The classroom is a relic, left over from the Industrial Revolution.

Indeed, this is perhaps the most fundamental flaw of all education reform efforts in the past several decades, while at the same measure the most stubbornly – even vehemently – ignored. Go back and watch Waiting for Superman, for instance – the documentary widely heralded “to save public education.” You won’t find even a passing consideration in it of the most fundamental elemental of education: individual students and learners. Nor will you find any challenge to the past industrial-era mindset of education as a passive “conveyor belt”-like consumption of knowledge – in fact the documentary almost criminally perpetuates this destructive model, while ignoring a vast decades-old body of scientific research that proves that learning doesn’t happen this way.

Instead of considering this most basic element of education, Waiting for Superman – like so many education reform debates and efforts before it, and I’m sure many more to come – settles for skirting the issue and blowing around more hot air.
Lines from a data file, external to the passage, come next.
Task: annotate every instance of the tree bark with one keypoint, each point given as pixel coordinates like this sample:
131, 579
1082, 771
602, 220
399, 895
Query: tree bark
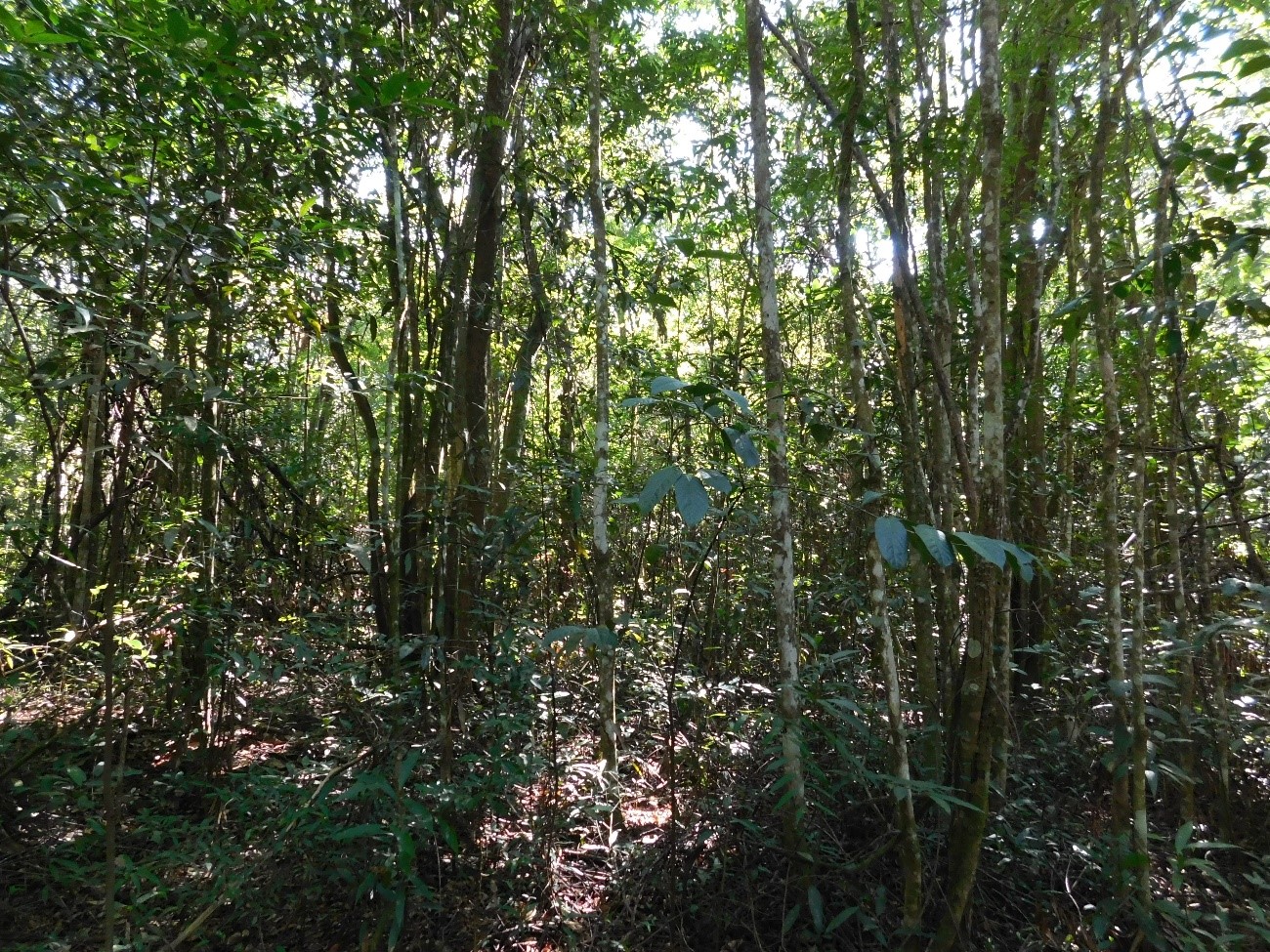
788, 703
606, 652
It seems almost dogmatically fixated on the relatively superficial things in public education, like teachers’ unions and rubber rooms, student tracking and charter schools – incorrectly labeling these things as the root problems of (or, in some cases, solutions to) our system, without even stopping to consider whether it could be something more fundamental.

That’s the problem in the “education reform” world: We’re not lacking for magic answers, for solutions that we’re sure will “fix the system”. The thing is they’re useless, though, and will continue to be, so long as we avoid asking the right questions.